Kesehatan

Mengenal Penyakit Diskalkulia, Gangguan yang digunakan Dialami Drummer U2 terkait Hitung-hitungan

JAKARTA – Larry Mullen Jr. didiagnosis mengalami gangguan diskalkulia pasca berjuang bertahun-tahun dengan penyakit itu. Drummer band U2 ini mengungkapnya pada sebuah wawancara dengan Times Radio pada pekan lalu.

“Saya selalu tahu bahwa ada sesuatu yang dimaksud tak beres dengan cara saya menangani angka. Saya kurang mampu berhitung,” katanya dikutipkan people.

“Dan baru-baru ini saya menyadari bahwa saya menderita diskalkulia, yang mana merupakan subversi dari disleksia. Jadi saya tak bisa saja berhitung [dan] bukan bisa saja menjumlahkan,” tuturnya lagi.

Faktanya, kondisi yang disebutkan menjadi alasan di dalam balik ekspresi wajah yang dimaksud kerap beliau buat pada waktu berada di dalam belakang perangkat drumnya.

“Ketika orang-orang menonton saya bermain, dia berkata, ‘Anda tampak kesakitan,'” kata Mullen.

“Saya kesakitan oleh sebab itu saya mencoba menghitung birama. Saya harus menemukan cara untuk melakukan ini serta menghitung birama seperti mendaki Gunung Everest,” ujar musisi 63 tahun itu.

Apa Itu Diskalkulia?

Diskalkulia adalah gangguan belajar yang digunakan memengaruhi kemampuan seseorang pada berhitung. Sama seperti disleksia yang mengganggu area otak yang digunakan berhubungan dengan membaca.

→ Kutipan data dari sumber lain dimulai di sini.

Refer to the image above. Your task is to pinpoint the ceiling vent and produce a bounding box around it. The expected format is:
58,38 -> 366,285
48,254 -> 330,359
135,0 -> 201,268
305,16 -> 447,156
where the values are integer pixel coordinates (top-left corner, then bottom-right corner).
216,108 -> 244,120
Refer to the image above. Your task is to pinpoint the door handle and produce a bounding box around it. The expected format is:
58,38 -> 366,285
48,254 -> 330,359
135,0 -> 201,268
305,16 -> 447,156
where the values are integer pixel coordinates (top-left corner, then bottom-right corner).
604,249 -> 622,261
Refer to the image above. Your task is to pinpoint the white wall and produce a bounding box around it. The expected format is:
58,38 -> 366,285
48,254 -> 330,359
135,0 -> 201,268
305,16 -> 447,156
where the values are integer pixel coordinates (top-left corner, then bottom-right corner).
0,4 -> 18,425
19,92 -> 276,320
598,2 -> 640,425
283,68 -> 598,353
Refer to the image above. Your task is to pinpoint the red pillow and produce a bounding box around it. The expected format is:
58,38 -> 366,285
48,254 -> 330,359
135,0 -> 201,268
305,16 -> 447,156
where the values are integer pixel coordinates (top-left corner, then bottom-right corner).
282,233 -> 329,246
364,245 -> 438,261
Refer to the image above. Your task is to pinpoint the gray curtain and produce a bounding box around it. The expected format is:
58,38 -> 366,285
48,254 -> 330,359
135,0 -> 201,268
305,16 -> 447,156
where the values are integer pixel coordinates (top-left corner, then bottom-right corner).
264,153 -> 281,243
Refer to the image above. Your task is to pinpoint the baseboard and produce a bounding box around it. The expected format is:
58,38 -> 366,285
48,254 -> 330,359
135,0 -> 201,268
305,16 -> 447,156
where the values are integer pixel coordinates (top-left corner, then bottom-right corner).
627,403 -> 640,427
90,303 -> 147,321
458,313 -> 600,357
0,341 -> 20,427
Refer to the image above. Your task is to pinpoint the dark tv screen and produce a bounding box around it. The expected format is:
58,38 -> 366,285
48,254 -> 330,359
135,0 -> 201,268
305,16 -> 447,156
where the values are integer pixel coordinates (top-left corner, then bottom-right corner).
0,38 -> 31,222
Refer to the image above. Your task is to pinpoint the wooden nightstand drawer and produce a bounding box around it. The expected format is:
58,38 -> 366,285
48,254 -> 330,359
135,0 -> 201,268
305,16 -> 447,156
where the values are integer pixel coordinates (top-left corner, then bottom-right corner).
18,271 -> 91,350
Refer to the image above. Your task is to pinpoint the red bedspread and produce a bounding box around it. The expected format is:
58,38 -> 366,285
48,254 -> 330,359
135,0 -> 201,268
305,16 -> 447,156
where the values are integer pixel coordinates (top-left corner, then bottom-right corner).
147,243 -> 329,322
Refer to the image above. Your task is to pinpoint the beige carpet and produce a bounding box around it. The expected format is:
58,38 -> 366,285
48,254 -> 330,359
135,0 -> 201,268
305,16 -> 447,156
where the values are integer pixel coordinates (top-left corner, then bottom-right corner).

Dikutip clevelandclinic, diskalkulia memengaruhi area otak yang dimaksud menangani keterampilan juga pemahaman yang berhubungan dengan matematika lalu angka. Orang yang mengalami diskalkulia kesulitan dengan nomor kemudian matematika akibat otak merek tak memproses konsep yang berhubungan dengan matematika seperti otak orang yang bukan mengalami gangguan ini.

Gejala ini biasanya muncul pada masa kanak-kanak, tetapi orang dewasa kemungkinan besar mengalami diskalkulia tanpa menyadarinya. Namun, kesulitan itu bukan berarti mereka itu kurang cerdas atau kurang cakap dibandingkan orang yang dimaksud tak mengalami diskalkulia.

Orang yang dimaksud mengalami diskalkulia kerap menghadapi kesulitan kondisi tubuh mental pada waktu harus mengerjakan matematika, seperti kecemasan, depresi lalu perasaan sulit lainnya.